Mon goût de cinéma s’est vraiment construit avec le cinéma de genre. Pour moi le genre, c’est tout ce qui sort de la réalité quotidienne, les univers à la fois de SF, de fantastique, de thriller même. Star Wars, Indiana Jones… Je regardais pas mal de films de genre assez violents chez mon grand-père qui nous montrait à moi et mon frère ce qu’on n’avait pas le droit de regarder à la maison. C’est comme ça que j’ai découvert les Rambo, les Robocop… Et puis après, seule, j’ai découvert Lynch, Cronenberg. J’ai commencé à vouloir faire des films assez jeune, à 16 ou 17 ans. Tout de suite, ce que je voulais, c’était créer des mondes qui n’existent pas, avec une vraie dimension d’entertainment, un vrai plaisir de spectateur. Mais c’est vrai qu’en France, c’est un cinéma vers lequel il est plus difficile d’aller.

Comment tu expliques ce blocage de la France avec le genre ?

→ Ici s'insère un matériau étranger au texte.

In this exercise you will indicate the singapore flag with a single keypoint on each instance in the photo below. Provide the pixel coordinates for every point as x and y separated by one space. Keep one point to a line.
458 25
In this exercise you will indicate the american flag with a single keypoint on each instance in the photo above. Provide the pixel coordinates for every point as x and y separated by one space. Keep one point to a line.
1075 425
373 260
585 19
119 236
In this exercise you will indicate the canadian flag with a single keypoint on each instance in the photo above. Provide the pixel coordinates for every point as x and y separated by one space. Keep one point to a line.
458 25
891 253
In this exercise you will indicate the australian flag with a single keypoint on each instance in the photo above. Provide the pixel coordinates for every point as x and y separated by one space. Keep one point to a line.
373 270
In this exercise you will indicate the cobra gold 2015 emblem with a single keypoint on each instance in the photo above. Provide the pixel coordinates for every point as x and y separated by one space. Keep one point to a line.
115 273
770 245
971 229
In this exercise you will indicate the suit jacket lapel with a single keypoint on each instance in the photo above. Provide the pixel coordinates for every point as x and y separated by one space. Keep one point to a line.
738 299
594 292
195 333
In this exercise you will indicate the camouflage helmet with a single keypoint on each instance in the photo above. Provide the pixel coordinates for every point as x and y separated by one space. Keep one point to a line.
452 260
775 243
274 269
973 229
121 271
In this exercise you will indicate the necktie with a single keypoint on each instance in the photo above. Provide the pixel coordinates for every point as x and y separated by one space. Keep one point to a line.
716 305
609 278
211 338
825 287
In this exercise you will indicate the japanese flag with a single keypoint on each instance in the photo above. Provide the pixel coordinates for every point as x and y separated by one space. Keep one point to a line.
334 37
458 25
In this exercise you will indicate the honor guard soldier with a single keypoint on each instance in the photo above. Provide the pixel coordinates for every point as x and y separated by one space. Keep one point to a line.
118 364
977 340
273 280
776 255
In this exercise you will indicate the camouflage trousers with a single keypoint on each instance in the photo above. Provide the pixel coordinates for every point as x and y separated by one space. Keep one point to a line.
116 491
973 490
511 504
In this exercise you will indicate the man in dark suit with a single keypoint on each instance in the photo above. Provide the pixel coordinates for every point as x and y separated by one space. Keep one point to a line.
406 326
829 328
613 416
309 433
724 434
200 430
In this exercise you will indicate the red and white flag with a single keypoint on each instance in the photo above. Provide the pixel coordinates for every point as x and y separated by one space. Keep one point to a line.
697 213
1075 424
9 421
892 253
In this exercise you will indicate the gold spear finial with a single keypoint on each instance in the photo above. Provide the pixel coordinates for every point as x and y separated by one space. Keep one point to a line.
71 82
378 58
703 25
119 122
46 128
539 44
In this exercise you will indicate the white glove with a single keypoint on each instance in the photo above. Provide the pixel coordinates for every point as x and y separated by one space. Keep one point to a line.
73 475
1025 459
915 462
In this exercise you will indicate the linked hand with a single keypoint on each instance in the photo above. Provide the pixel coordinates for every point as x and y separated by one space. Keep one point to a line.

C’est hyper complexe, je me suis beaucoup penchée sur la question. J’ai créé un collectif de réalisateurs qui s’appelle « La Squadra ». On est sept réalisateurs qui se sont rencontrés en festival, on a tous fait des courts qui marchaient bien, on voulait faire notre premier long, et on avait tous des envies qui tournaient autour du genre mais on se rendait compte que c’était compliqué. On invite des gens du métier à venir nous rencontrer et ils nous expliquent très concrètement comment ils travaillent, ils nous donnent leur expertise. C’est une vraie piqûre de réalité : comment fonctionne le marché français ? Pourquoi certains films se montent, et d’autres non ? Et en fait je pense que l’endroit où ça bloque vraiment maintenant, c’est la distribution. Après je pense aussi qu’il y a une exigence du public pour ce registre-là, parce que les Américains sont très forts. Mais ce qui est bien aujourd’hui, c’est que les lignes se remettent à bouger, je pense qu’il y a toute une génération qui était fan de ce genre de films dans leur adolescence qui commence à arriver aux commandes dans les chaines, chez les distributeurs, les producteurs. Ça bouge aussi grâce aux nouvelles plateformes comme Netflix ou Amazon, et puis par le biais de la télé aussi, avec le succès des Revenants par exemple. Et je me réjouis aussi du succès du film de Julia Ducournau, Grave.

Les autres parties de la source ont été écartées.